Tra riforma dottrinale, militanza culturale e impegno politico, Persis emerge come uno degli attori più rigorosi e ideologicamente definiti dell’islam indonesiano contemporaneo.
Between doctrinal reform, cultural militancy, and political engagement, Persis stands out as one of the most ideologically rigorous and clearly defined actors in contemporary Indonesian Islam.
Tussen doctrinaire hervorming, culturele militantie en politiek engagement profileert Persis zich als een van de meest ideologisch consistente en duidelijk afgebakende actoren binnen de hedendaagse Indonesische islam.

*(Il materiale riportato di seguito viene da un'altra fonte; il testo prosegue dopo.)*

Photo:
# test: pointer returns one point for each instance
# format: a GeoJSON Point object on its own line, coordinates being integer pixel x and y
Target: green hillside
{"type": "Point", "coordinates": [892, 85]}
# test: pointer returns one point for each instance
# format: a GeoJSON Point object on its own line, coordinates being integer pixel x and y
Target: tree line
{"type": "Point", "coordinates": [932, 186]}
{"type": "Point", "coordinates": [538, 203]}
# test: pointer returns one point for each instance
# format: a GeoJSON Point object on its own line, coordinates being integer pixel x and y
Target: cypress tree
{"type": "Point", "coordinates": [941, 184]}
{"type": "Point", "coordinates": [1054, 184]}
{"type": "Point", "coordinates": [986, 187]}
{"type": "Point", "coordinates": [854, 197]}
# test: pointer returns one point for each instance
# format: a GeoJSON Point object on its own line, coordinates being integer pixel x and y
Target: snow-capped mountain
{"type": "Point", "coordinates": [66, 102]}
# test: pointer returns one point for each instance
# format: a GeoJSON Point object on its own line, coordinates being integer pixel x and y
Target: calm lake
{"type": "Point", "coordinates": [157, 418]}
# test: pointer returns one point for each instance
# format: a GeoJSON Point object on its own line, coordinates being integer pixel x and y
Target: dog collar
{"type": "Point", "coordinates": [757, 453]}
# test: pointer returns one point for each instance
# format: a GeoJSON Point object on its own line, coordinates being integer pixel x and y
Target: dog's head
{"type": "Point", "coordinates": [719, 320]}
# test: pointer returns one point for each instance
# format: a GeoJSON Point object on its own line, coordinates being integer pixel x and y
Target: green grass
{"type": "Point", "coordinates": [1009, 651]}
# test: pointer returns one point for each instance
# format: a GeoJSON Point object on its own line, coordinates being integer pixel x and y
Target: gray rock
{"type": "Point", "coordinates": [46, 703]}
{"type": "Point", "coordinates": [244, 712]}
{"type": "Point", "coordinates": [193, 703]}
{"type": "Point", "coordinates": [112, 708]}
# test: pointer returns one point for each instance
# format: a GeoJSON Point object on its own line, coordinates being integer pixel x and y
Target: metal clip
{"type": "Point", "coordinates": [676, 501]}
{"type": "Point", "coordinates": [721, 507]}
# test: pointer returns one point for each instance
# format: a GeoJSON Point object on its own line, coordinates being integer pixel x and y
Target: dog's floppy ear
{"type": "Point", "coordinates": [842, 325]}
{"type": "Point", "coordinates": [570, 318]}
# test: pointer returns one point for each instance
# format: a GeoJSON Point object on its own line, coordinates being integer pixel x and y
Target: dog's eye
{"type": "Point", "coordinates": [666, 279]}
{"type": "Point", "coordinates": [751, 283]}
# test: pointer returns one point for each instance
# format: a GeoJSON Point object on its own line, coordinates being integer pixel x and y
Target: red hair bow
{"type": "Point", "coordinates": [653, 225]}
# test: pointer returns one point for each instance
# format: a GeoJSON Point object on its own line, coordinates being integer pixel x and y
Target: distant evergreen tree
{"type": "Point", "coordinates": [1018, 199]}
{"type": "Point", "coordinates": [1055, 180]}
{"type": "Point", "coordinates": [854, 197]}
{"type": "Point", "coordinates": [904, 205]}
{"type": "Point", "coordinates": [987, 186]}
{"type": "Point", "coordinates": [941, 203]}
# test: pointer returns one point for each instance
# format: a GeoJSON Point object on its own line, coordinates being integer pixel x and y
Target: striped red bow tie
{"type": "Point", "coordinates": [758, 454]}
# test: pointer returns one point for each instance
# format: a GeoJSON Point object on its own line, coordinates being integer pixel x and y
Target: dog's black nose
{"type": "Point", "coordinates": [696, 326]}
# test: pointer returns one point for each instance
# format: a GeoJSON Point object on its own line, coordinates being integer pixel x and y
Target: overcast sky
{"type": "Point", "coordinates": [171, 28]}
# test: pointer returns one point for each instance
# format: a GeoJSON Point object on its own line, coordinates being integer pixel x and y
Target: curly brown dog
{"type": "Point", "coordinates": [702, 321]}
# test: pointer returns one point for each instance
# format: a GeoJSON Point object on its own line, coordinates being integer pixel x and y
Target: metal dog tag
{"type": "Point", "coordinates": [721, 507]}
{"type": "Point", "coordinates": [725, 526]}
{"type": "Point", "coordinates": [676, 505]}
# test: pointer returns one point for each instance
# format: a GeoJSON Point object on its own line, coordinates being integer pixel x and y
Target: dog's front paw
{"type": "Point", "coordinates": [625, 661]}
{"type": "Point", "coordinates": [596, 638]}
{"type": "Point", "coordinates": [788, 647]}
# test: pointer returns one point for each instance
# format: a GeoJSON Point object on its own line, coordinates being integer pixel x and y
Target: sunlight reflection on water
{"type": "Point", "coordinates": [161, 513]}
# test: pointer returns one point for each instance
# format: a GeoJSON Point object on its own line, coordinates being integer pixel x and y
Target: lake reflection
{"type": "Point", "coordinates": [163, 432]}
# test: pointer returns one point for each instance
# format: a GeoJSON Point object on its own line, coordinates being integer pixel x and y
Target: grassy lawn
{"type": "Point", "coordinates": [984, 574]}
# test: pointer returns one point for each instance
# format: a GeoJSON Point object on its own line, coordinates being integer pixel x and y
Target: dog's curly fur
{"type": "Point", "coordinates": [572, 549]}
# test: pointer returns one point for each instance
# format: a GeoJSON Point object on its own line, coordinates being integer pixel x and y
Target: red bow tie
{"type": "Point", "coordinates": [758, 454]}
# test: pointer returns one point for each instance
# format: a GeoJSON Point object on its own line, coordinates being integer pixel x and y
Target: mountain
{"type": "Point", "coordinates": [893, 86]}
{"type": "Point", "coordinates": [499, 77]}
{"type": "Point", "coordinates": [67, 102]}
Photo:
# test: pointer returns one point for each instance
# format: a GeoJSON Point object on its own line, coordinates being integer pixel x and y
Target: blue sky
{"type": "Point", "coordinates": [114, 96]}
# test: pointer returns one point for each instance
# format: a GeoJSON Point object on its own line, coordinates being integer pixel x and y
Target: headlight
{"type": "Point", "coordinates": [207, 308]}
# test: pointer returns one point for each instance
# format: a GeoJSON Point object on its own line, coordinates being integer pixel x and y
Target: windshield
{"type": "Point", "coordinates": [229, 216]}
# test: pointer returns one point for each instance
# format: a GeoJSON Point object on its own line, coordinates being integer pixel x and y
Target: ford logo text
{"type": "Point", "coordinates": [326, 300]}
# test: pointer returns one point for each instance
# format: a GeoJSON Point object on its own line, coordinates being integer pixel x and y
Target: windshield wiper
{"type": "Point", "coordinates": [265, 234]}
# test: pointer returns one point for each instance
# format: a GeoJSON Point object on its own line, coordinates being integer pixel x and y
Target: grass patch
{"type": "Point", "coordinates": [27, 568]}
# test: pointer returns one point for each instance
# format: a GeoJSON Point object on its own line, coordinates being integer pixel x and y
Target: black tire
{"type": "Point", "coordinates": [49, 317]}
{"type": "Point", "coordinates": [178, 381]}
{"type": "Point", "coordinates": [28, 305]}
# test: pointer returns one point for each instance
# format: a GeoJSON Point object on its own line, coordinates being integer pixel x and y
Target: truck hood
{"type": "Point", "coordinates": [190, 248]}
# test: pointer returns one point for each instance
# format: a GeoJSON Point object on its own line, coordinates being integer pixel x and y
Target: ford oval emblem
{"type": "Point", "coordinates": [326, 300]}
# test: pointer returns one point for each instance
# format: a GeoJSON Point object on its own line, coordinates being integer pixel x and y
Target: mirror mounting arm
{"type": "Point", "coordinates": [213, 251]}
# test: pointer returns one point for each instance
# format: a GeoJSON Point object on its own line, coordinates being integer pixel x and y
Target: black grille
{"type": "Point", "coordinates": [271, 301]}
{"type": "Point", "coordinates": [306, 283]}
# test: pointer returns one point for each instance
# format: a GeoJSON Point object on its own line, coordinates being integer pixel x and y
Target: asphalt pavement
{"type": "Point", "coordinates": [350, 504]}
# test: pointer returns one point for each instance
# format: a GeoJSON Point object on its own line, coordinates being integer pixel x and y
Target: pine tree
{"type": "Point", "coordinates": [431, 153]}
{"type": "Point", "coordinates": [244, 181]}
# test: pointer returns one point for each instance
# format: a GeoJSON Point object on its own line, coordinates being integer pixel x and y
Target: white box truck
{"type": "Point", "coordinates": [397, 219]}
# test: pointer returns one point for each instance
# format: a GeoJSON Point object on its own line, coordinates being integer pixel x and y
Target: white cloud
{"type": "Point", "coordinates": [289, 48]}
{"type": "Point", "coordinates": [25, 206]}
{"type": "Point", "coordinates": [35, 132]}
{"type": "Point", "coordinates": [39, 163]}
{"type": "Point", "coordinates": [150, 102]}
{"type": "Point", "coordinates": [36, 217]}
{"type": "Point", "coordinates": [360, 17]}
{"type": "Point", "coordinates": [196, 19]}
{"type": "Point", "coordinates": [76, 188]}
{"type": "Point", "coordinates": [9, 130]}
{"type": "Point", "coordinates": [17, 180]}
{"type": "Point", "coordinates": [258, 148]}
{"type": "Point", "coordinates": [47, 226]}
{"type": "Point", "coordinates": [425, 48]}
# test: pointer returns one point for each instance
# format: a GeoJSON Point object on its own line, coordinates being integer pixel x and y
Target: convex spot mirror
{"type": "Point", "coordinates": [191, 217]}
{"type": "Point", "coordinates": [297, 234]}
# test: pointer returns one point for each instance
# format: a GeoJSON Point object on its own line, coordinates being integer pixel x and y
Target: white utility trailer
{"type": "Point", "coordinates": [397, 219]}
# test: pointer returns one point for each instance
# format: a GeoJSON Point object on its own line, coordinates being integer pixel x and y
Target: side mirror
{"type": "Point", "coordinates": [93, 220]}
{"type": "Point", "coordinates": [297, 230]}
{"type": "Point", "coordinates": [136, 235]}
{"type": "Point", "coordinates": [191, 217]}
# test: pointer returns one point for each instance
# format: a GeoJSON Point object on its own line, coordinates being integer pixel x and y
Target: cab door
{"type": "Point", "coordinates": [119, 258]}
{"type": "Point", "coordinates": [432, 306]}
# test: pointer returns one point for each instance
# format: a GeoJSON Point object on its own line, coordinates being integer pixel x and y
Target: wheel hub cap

Persis – Un’Organizzazione Islamica Moderna
Nel panorama dell’islam indonesiano contemporaneo, Persatuan Islam (Persis) si configura come un’organizzazione che incarna una forma di modernità religiosa radicata in un progetto di riforma dottrinale e morale, sviluppatosi a partire dai primi decenni del Novecento in risposta alle trasformazioni sociali, politiche e culturali del mondo musulmano.
Nata a Bandung il 12 settembre 1923 con l’obiettivo di purificare la pratica islamica da elementi ritenuti estranei o sincretici, Persis ha progressivamente elaborato una visione dell’islam fondata su un rigoroso riferimento al Corano e alla ‘sunna’ (detti attribuiti a Maometto), coniugando l’istanza di ritorno alle fonti originarie con strumenti organizzativi e pedagogici tipici della modernità, quali l’istruzione strutturata, la produzione editoriale e l’intervento nel dibattito pubblico.
In questo senso, Persis non si presenta come un semplice movimento conservatore, ma come un attore religioso che utilizza categorie moderne di razionalità, disciplina e sistematizzazione per promuovere un’identità islamica consapevole, capace di confrontarsi criticamente con la società contemporanea senza rinunciare a una chiara definizione normativa del credo e della prassi.
Sebbene Persis abbia una base più ridotta rispetto a Nahdlatul Ulama e Muhammadiya, essa rappresenta comunque una parte importante della comunità islamica indonesiana, che non si riconosce nel tradizionalismo di NU ma nemmeno nel modernismo riformista (diverso dal liberalismo) di Muhammadiyah.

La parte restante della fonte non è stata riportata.